There are very few people in the world who would take a vacation to the Southern Ocean. Flip and I and 60 others are part of these few. The flights alone might discourage the weak at heart. They started on the Vineyard, thence to Boston, Newark, N.J., San Francisco, over the international dateline to land, 20-plus hours and a day later, in Auckland, New Zealand.
We always arrive a “bit on the l lee side” for a vacation. A day and a half later we met the rest of the crew, and we flew 500 miles offshore in a southeasterly direction to the Chatham Islands. The 10 islands which make up the Chathams marked the beginning of our voyage south along a group of five other islands. They all were located off the coast of the South Island of New Zealand. These unique islands are located between the Roaring Forties and the Furious Fifties, both well known areas for foul weather.
Why take this cruise? Well, the Furious Fifties are also known as the Albatross Latitudes and we were not disappointed. Not only did we see 14 different species of albatrosses, but we spotted numerous species of land birds which are found on the various islands and nowhere else in the world! On the Chathams alone we spotted half of the 18 endemic species including an elegant shore plover and Chatham Island parakeet.
A good number of the islands we sailed through do not allow people to land so as to protect their pristine nature. Many of these islands have had animals and plants introduced which wiped out or replaced the native plants and animals. However, the Department of Conservation has given all the islands we sailed to or around the highest possible protection because of the special flora and fauna they boast. In many cases the Department of Conservation has eradicated the introduced species and reintroduced the birds and plants which had inhabited the islands but had been decimated by the introduced species.
Our arrival at Chatham Island airport was educational from the start. The island is the first place to see the sunrise! We explored the island by foot and van and had an introduction to the history of the Maoris and Moriori people. The Moriori people, the first to settle the Chathams, were of Polynesian decent and forbade tribal warfare. Their posture on warfare caused their demise, as both the Europeans and Maoris used force to take over the Chathams. At the start of the 20th century there were only 12 full-blooded Moriori left, and in 1933 the last of the full-blooded Moriori died.

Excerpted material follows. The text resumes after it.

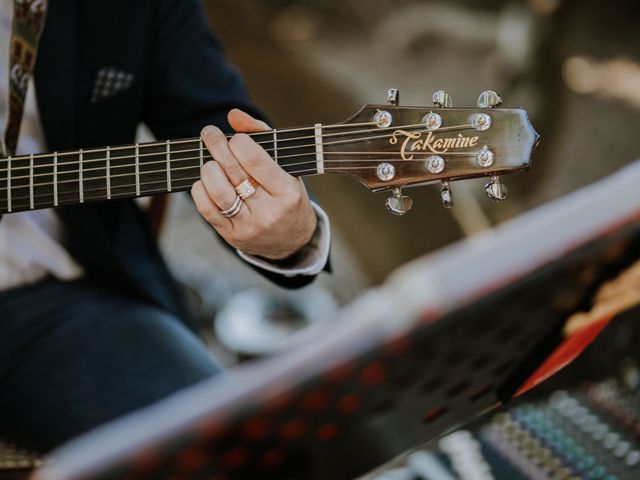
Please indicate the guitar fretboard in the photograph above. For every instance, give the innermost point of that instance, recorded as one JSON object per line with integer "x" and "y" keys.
{"x": 76, "y": 177}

There are a handful of non full-blooded Morioris who are trying to teach the youth the history, culture and mores of their tribe so they will not be forgotten.

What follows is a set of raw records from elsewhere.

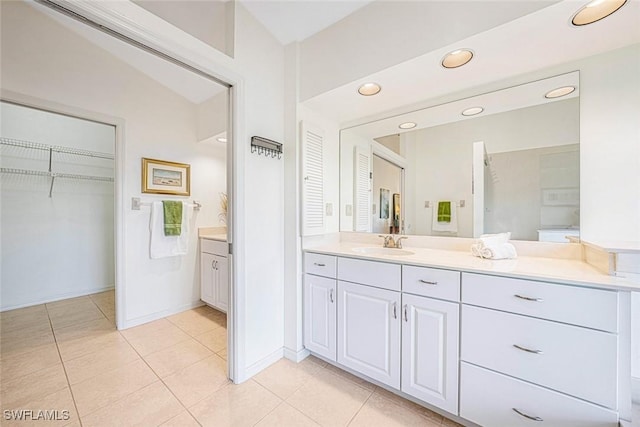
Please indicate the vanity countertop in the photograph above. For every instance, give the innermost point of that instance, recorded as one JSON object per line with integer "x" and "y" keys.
{"x": 557, "y": 270}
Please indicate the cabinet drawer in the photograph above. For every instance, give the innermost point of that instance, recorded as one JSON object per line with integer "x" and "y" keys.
{"x": 320, "y": 265}
{"x": 592, "y": 308}
{"x": 216, "y": 247}
{"x": 491, "y": 399}
{"x": 574, "y": 360}
{"x": 372, "y": 273}
{"x": 431, "y": 282}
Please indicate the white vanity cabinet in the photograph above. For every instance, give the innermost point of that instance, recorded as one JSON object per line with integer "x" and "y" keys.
{"x": 491, "y": 349}
{"x": 430, "y": 331}
{"x": 320, "y": 306}
{"x": 430, "y": 351}
{"x": 549, "y": 352}
{"x": 369, "y": 331}
{"x": 214, "y": 273}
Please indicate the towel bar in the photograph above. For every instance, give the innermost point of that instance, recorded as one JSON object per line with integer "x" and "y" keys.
{"x": 136, "y": 203}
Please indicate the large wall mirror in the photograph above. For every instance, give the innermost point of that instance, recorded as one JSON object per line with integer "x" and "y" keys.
{"x": 508, "y": 160}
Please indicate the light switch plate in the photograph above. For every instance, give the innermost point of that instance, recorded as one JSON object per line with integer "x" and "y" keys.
{"x": 329, "y": 209}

We had a great group of ornithologists, botanists, historians and members of the New Zealand Department of Conservation on board the mother ship and with us on zodiac trips to enlighten us.

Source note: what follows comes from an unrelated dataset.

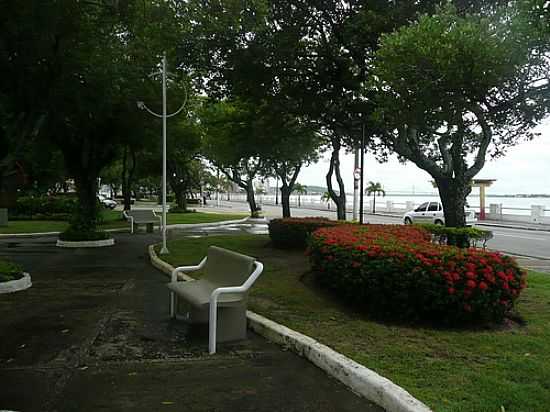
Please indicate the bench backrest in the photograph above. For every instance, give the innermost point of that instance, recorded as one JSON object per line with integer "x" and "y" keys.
{"x": 226, "y": 268}
{"x": 143, "y": 214}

Don’t forget the Christmas Bird Count on Jan. 3. If you are not helping in the field, please watch your feeders, make a list of what you have seen and how many and then report your findings to Felix Neck Wildlife Sanctuary at 508-627-4850.
Sarah Mayhew spotted and photographed a Bonaparte’s gull in Vineyard Haven harbor on Dec. 18.
Dec. 20 Lanny McDowell of West Tisbury, spotted and photographed his first yard visit of a savannah sparrow. This sparrow was no doubt driven to Lanny’s feeder food source by the weather.
Dec. 22 Rita Brown called to say she was startled to see a great blue heron flying across the Takemmy Trail near Meeting House Road. She figures it was flying from Edgartown Great Pond to Sengekontacket Pond. Any place for open water!
Dec. 23 Shane Ben David called his father Gus to report that he had spotted a woodcock at the Edgartown water station. This is a good bird for this time of year.
The same day Warren Woessner visited Squibnocket and during a chilly walk he spotted 25 purple sandpipers, three sanderlings, a black-bellied plover and the most interesting, a gadwall in the surf. Again this duck was probably looking for open water.
Gus Ben David reported the first barn owl casualty on Dec. 24. The snow cover and cold weather are very tough on the barn owl pairs on the Island. They are unable to hunt the fields and meadows for mice, voles and shrews so end up starving. Gus is asking people who find dead barn owls to please call him at 508-627-5634 to report deaths. He would like to collect all carcasses and if you do not wish to collect the bird, Gus will arrange to pick the owl up himself.
Gus has been working on helping barn owl pairs on the Island for many years and wants to keep track of the population. At present there are 15 pairs of barn owls and we are hoping the Island will maintain this population and increase it.